Weight Decay

Tue Jan 24 13:54:04 EST 1989

  Date: Mon, 23 Jan 89 20:32:11 pst
  From: movellan%garnet.Berkeley.EDU at violet.berkeley.edu
  Message-Id: <8901240432.AA18293 at garnet.berkeley.edu>
  To: connectionists at cs.cmu.edu
  Subject: Weight Decay

  Referring to the compilation about weight decay from John:  I
  cannot see the analogy between weight decay and ridge regression.

  The weight solutions in a linear network (Ordinary Least Squares)

  are the solutions to (I'I) W = I'T where:  

  I is the input matrix (rows are # of patterns in epoch and
  columns are # of input units in net). T is the teacher matrix 
  (rows are # of patterns in epoch and columns  are # of 
  teacher units in net). W is the matrix of weights (net is linear
  with only one layer!). 

  The weight solutions in ridge regression would be given by  
  (I'I + k<1>) W = I'T. Where k is a "shrinkage" constant and <1> 
  represents the identity matrix.
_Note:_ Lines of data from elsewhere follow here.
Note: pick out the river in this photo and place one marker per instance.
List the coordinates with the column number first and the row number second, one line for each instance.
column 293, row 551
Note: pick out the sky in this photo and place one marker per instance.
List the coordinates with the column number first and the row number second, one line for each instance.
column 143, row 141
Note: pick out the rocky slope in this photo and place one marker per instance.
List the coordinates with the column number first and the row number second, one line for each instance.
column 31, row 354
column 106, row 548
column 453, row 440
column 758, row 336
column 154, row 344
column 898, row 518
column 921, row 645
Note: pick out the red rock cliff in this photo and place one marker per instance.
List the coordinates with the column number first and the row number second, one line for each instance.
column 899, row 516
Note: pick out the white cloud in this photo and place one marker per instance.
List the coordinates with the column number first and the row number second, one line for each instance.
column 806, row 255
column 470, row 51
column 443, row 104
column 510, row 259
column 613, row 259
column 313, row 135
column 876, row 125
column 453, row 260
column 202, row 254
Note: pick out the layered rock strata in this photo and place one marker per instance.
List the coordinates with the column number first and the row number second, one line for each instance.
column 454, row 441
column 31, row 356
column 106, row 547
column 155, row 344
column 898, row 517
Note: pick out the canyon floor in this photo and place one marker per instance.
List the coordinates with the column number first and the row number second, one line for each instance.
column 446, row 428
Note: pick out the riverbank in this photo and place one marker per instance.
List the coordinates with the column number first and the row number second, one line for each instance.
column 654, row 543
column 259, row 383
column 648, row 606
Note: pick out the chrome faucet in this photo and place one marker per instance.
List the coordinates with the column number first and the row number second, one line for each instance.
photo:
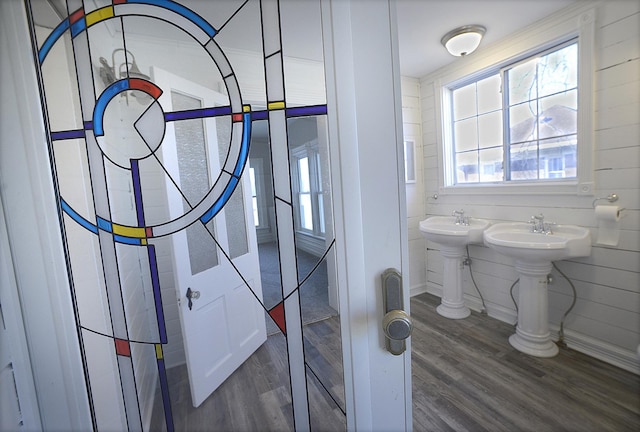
column 461, row 219
column 538, row 225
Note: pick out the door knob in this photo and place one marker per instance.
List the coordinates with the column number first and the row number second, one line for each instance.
column 396, row 323
column 192, row 295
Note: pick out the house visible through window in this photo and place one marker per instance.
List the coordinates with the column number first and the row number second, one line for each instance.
column 518, row 123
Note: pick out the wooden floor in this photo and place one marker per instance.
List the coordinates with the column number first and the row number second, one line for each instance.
column 257, row 396
column 466, row 377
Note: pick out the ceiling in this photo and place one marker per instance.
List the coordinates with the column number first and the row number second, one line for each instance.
column 422, row 23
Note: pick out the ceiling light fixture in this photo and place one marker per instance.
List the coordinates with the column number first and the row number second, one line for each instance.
column 110, row 73
column 463, row 40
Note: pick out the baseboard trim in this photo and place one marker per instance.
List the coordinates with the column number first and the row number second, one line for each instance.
column 628, row 360
column 608, row 353
column 419, row 289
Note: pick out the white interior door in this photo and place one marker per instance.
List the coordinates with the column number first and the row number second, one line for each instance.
column 223, row 322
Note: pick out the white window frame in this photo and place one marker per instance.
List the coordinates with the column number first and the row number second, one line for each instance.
column 312, row 152
column 258, row 171
column 524, row 44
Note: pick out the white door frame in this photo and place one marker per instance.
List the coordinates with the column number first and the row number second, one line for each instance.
column 365, row 121
column 34, row 233
column 364, row 118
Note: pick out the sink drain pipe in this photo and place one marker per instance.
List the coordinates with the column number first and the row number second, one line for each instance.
column 468, row 262
column 560, row 342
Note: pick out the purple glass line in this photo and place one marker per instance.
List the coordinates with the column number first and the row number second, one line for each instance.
column 137, row 191
column 197, row 113
column 157, row 295
column 164, row 389
column 306, row 111
column 62, row 135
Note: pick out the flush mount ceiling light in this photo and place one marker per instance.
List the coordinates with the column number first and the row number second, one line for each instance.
column 463, row 40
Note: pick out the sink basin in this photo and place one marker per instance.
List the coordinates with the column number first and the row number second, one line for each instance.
column 516, row 240
column 534, row 254
column 453, row 238
column 444, row 231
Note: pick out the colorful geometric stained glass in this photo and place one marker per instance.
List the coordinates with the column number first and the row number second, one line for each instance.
column 121, row 235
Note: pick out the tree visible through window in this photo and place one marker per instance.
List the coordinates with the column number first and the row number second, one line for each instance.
column 520, row 123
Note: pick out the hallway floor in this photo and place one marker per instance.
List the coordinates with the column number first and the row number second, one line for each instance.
column 466, row 377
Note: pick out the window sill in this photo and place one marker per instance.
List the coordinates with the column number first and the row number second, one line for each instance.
column 524, row 188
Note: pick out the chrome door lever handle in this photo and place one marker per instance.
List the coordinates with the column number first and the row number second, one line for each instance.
column 192, row 295
column 396, row 324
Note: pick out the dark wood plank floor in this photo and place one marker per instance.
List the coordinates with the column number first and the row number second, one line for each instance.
column 257, row 396
column 466, row 377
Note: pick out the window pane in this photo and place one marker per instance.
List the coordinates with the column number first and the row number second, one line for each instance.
column 558, row 71
column 466, row 134
column 490, row 130
column 306, row 218
column 489, row 96
column 522, row 82
column 256, row 219
column 464, row 102
column 321, row 212
column 467, row 167
column 557, row 157
column 524, row 161
column 303, row 173
column 252, row 180
column 559, row 114
column 523, row 122
column 491, row 165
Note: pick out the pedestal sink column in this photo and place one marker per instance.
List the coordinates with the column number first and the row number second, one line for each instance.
column 532, row 333
column 452, row 303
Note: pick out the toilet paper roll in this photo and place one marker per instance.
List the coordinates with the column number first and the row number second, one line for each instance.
column 608, row 218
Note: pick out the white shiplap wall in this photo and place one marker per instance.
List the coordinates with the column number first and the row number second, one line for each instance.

Notice that k<1> has the same 
  effect as increasing the variances of the inputs (Diagonal of 
  I'I) without increasing their covariances (rest of the I'I 
  matrix). The final effect is biasing the W solutions but reducing
  the extreme variability to which they are subject when I'I is 
  near singular (multicollinearity). Obviously collinearity may be
  a problem in nets with a large # of hidden units. I am presently 
  studying how and why collinearity in the hidden layer affects 
  generalization and whether ridge solutions may help in this 
  situation. I cannot see though how these ridge solutions relate 
  to weight decay.

  -Javier

Yes i was confused by this too.  Here is what the connection seems to
be.  Say we are trying to minimize an energy function E(w) of the
weight vector for our network.  If we add a constraint that also
attempts to minimize the length of w we would add a term kw'w to our
energy function.  Taking your linear least squares problem we would have

E = (T-IW)'(T-IW) + kW'W

dE/dW = I'IW - I'T + kW

setting dE/dW = 0 gives

[I'I +k<1>]W = I'T, ie. Ridge Regression.

W = [I'I + k<1>]^-1 I'T

The covariance matrix is [I'I + k<1>]^-1 so the effect of increasing k

1.  Make the matrix more invertable.

2.  Reduces the covariance so that new training data will have less
effect on your weights.

3.  You loose some resolution in weight space.

I agree that collinearity is probably very important, and i'll be glad
to discuss that off line.

k